Following in that modern tradition of scholars who imagine that they have discovered the true meaning of the Bible for the first time, Hart tells us that Christians have failed to see that the “true Eden story” has nothing to do with a fall, original sin, or diabolical interference. It was originally the story of a chief god Yahweh who lied to his “two pitiable serfs” to keep them ignorant of better things. The high god tried (maladroitly) to make the serpent a helpmeet to these serfs. The serpent truthfully told these “peasants” that Yahweh was “exploiting” them. They discovered after eating from the tree that the serpent was right, so Yahweh fled in panic to the council of lesser gods to warn them that Adam and Eve might now eat from the tree of life and displace them by also becoming immortal. This was why they had to be expelled from the garden.
A reader can only chuckle over this fanciful reading. Hart’s rendition of Genesis 3 betrays a surprising inability to distinguish between background Near Eastern myths and their subtle refutations by the biblical author.
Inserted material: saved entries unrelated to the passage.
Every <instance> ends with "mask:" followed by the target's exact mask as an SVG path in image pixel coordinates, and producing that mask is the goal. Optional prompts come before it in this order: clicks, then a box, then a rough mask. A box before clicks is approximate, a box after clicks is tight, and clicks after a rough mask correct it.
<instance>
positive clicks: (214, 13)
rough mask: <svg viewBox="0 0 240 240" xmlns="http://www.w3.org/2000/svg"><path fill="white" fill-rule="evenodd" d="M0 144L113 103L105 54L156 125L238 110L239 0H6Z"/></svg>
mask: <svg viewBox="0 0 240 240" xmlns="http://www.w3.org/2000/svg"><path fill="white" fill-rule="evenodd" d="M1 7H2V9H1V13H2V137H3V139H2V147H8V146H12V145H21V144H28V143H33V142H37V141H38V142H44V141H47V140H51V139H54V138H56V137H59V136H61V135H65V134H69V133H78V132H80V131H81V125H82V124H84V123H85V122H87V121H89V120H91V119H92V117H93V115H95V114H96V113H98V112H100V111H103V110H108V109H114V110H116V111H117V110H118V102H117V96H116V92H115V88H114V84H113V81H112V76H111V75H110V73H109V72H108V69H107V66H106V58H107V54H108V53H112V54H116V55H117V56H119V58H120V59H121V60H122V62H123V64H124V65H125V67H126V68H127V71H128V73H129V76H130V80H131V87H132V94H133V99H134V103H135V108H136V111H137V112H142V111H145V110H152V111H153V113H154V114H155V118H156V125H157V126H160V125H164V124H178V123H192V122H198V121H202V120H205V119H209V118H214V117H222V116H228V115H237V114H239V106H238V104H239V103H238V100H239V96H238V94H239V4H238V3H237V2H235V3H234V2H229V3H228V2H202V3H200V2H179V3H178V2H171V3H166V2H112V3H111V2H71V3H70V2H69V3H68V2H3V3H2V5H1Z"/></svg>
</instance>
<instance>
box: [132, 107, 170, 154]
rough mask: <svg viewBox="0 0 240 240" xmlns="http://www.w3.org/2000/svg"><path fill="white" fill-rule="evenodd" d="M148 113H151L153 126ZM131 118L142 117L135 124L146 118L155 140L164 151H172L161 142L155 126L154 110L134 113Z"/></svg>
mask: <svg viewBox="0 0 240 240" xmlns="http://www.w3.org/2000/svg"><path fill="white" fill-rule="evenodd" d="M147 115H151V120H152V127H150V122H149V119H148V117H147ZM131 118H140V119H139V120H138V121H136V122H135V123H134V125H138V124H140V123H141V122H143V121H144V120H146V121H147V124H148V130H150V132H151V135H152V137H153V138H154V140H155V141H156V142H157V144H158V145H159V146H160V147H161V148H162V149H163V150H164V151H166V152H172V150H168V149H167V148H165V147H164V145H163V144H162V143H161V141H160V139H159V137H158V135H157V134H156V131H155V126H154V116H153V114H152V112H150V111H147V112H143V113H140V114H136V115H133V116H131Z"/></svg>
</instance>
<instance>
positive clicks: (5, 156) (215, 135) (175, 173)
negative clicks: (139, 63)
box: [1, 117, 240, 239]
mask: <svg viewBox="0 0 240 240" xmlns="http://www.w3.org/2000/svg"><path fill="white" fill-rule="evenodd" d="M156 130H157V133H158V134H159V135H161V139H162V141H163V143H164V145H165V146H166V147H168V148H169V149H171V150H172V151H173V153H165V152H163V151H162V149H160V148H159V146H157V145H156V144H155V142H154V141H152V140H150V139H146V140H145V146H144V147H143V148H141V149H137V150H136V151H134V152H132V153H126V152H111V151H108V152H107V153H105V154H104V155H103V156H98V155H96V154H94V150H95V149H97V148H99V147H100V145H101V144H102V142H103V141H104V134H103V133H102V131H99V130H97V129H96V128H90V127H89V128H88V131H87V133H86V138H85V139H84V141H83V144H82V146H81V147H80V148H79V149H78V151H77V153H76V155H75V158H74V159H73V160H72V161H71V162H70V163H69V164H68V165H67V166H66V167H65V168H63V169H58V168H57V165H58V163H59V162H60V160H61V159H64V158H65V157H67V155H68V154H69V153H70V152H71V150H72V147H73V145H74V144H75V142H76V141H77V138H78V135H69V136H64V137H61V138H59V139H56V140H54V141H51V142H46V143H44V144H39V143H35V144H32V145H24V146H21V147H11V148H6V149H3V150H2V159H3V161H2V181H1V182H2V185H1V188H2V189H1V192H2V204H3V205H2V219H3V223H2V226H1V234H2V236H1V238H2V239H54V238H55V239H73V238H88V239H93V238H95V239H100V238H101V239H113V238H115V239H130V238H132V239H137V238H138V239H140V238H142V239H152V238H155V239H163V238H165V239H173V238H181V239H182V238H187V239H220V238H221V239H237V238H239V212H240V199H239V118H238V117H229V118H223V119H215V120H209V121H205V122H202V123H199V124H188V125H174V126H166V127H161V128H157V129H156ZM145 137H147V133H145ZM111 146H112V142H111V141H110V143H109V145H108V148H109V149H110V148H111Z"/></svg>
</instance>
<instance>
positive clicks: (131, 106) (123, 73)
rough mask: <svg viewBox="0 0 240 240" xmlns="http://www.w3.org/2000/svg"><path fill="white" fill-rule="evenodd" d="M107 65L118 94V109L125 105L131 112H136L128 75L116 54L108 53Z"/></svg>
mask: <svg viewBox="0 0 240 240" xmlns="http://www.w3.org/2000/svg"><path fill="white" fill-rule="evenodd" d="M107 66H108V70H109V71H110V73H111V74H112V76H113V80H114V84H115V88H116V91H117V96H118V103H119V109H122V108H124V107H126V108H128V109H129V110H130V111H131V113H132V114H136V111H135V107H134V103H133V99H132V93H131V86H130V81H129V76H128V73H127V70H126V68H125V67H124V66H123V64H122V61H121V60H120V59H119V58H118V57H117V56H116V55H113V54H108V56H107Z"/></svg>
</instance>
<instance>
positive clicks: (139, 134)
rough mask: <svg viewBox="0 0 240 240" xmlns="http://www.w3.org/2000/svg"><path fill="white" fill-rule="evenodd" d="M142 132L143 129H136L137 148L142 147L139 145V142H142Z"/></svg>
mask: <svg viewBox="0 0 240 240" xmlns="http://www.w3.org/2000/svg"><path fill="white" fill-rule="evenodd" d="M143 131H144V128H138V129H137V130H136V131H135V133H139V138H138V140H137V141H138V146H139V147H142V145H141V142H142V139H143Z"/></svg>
He frequently invokes “reason,” the “historical-critical method,” and “historical scholarship” for warrants. Again, the informed reader smiles, knowing that “historical scholarship” changes from generation to generation, often producing wildly contradictory judgments, but always put forward with great confidence that the scholar-genius has finally settled the matter and put to rest the notions of the benighted fools who came before him.
Hart pursues other tendentious readings of Scripture that pretend to be informed by historical reasoning, often to support his claims that “true Christianity” is anarchic, socialist, and pacifist. Yet the role of the modern German theology professor is not enough for Hart. He makes a metaphysical leap to philosophical perennialism not unlike that of the American transcendentalists in the nineteenth century. Emerson, for example, posited an inner unity to all world religions and a final metaphysical oneness opposed to all dualism. Hart does the same. The distinction between God and the creation is illusory. Christians should learn this monism, Hart avers, from Hindu thinkers like Shankara, developer of Advaita Vedanta. Or we should go to Islamic Sufism, which sees the truth of metaphysical monism “with unparalleled brilliance.”
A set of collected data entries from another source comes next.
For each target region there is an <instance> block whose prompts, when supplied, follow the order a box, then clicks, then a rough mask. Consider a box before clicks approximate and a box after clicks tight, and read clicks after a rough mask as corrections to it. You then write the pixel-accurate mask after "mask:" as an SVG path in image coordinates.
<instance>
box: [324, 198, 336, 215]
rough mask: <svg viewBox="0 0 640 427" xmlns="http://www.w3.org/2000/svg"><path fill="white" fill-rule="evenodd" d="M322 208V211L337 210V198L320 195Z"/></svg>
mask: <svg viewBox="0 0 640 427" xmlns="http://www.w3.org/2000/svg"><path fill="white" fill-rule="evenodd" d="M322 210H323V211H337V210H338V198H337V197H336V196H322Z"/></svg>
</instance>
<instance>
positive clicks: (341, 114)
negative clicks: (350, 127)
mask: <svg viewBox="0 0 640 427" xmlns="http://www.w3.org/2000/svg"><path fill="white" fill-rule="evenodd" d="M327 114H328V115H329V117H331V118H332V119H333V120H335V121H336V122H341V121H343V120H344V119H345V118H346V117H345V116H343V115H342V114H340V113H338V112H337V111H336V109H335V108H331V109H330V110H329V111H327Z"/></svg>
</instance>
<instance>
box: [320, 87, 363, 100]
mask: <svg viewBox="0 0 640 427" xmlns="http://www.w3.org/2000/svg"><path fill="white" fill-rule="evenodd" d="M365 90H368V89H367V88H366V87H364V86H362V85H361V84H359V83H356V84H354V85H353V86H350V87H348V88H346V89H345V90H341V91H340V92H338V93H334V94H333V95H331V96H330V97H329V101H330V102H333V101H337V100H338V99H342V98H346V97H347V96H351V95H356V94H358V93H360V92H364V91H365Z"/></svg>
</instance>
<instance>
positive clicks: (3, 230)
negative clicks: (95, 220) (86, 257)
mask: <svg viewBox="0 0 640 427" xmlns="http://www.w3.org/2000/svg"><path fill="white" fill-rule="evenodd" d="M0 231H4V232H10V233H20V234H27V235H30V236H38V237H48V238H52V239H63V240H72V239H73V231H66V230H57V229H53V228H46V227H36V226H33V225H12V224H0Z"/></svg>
Why did Solomon turn to idolatry after God used him to lead Israel and after he had written some of the most profound parts of Scripture? Why did Gideon make a golden ephod that became an idolatrous snare to himself and all Israel after Yahweh had used him to deliver Israel? We will never have a definitive answer to these questions. But we can see a similar turn in an erstwhile orthodox theologian who now embraces a gnostic reading of Genesis and heterodox views of Christology, creation, and salvation.
Perhaps Hart’s turn toward heterodoxy goes back to his embrace of universal salvation. Not all universalists have come to heretical conclusions about other Christian dogmas. But in his magisterial analysis of the history of universalism (The Devil’s Redemption), Michael McClymond shows that universalism begins with the ancient gnostics, and once embraced by Christians, tends to unravel every major Christian dogma. This powerful tendency helps us understand—if not explain—Hart’s fall into Hindu metaphysics and gnostic theology.
Gerald McDermott recently retired from Beeson Divinity School.